Or in short -- the destination udp port takes a similar role to the
ethertype for gro l3 handlers or the ip protocol for gro l4 handlers
and we enable encapsulating protocols to plug into the existing
offload_callbacks framework, simple.
--
To unsubscribe from this list: send the line "unsubscribe netdev" in
the body of a message to majordomo@vger.kernel.org
More majordomo info at  http://vger.kernel.org/majordomo-info.html
Tom Herbert Jan. 6, 2014, 4:50 p.m. UTC | #7
On Mon, Jan 6, 2014 at 8:38 AM, Or Gerlitz <or.gerlitz@gmail.com> wrote:
> On Mon, Jan 6, 2014 at 3:32 PM, Or Gerlitz <or.gerlitz@gmail.com> wrote:
>> As the GUE RFC states, with UDP encapsulation, the encap protocol is
>> actually derived from the UDP destination port. With that assumption
>> at hand, we can have the udp gro code to export callbacks for upper
>> uncapsulation protocol to install a gro handler which has the
>> following trivial strucure:
>>
>> key = <PORT>  data = <gro receive/complete callbacks>
>
>> which plugs nicely into the general framework of the gro stack. The
>> udp gro receive code would act as follows
>> -- if there's no gro handler set for the packet udp dest port, flush
>> - do the normal loop to find match on the packet dest/src udp ports
>> - call the protocol (e.g VXLAN) gro receive callback
>> This would avoid dealing with sockets etc and be very efficient, makes sense?
>
> Or in short -- the destination udp port takes a similar role to the
> ethertype for gro l3 handlers or the ip protocol for gro l4 handlers
> and we enable encapsulating protocols to plug into the existing
> offload_callbacks framework, simple.

I think this would be a good start. We can further optimize the encap
path later on.
--
To unsubscribe from this list: send the line "unsubscribe netdev" in
the body of a message to majordomo@vger.kernel.org
More majordomo info at  http://vger.kernel.org/majordomo-info.html
Or Gerlitz Jan. 6, 2014, 6:13 p.m. UTC | #8
On Mon, Jan 6, 2014 at 6:50 PM, Tom Herbert <therbert@google.com> wrote:
> I think this would be a good start. We can further optimize the encap
> path later on.

good, did you had the chance to look on the 2nd problem I was facing,
e.g how to prevent gro-ing encapsulated VM (this issue will not happen
for non-virtualization schemes, I think) udp packets which happen to
carry a destination port which belongs to an encapsulation protocol?
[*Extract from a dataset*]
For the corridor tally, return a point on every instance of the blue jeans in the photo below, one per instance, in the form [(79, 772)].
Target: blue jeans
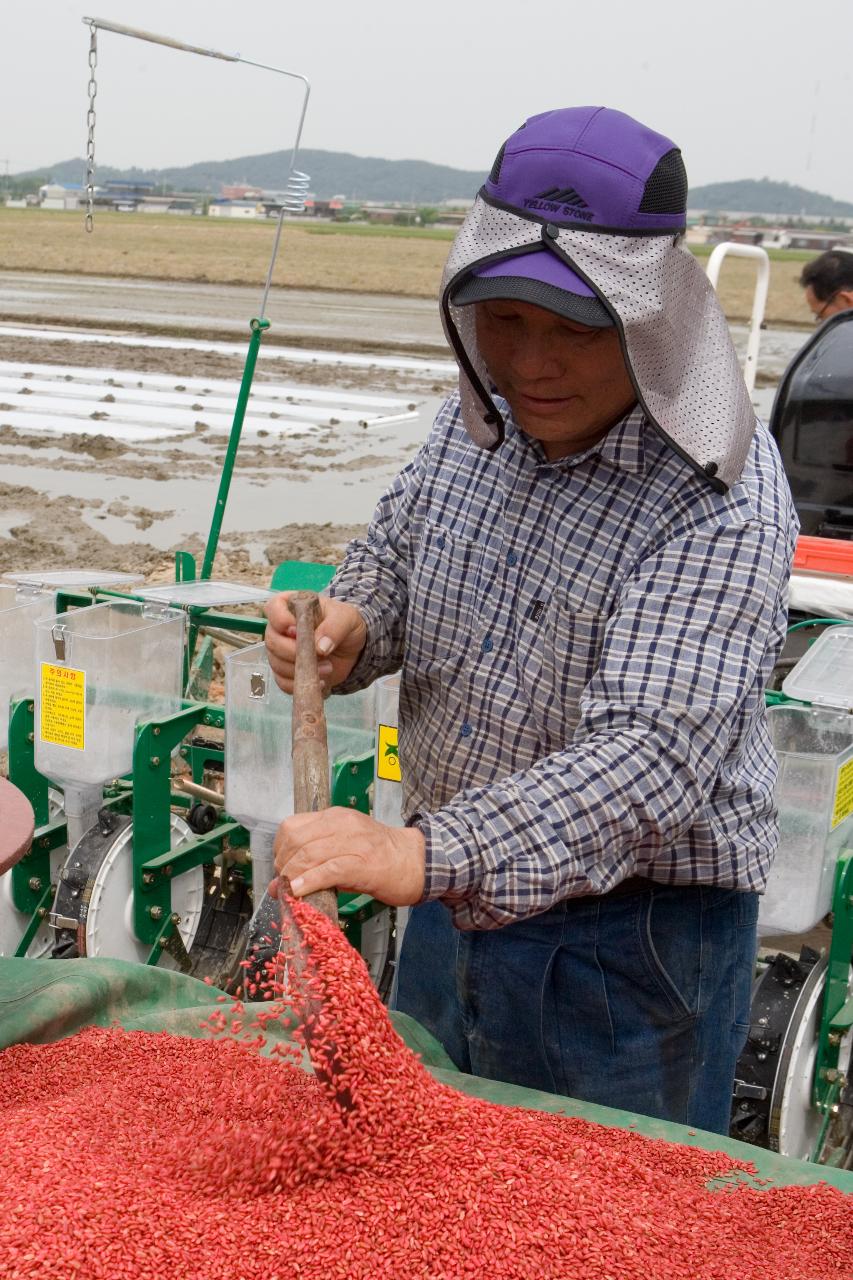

as I wrote earlier here, I was thinking to add some field to struct
napi_gro_cb which will be zeroed when the gro stacks starts to work on
the skb and set once we pass udp_gro_receive, such that if we arrive
again to udp_gro_recieve and this field is set, which means the
encapsulated
packet is udp one, we flush.
--
To unsubscribe from this list: send the line "unsubscribe netdev" in
the body of a message to majordomo@vger.kernel.org
More majordomo info at  http://vger.kernel.org/majordomo-info.html
Tom Herbert Jan. 6, 2014, 6:46 p.m. UTC | #9
On Mon, Jan 6, 2014 at 10:13 AM, Or Gerlitz <or.gerlitz@gmail.com> wrote:
> On Mon, Jan 6, 2014 at 6:50 PM, Tom Herbert <therbert@google.com> wrote:
>> I think this would be a good start. We can further optimize the encap
>> path later on.
>
> good, did you had the chance to look on the 2nd problem I was facing,
> e.g how to prevent gro-ing encapsulated VM (this issue will not happen
> for non-virtualization schemes, I think) udp packets which happen to
> carry a destination port which belongs to an encapsulation protocol?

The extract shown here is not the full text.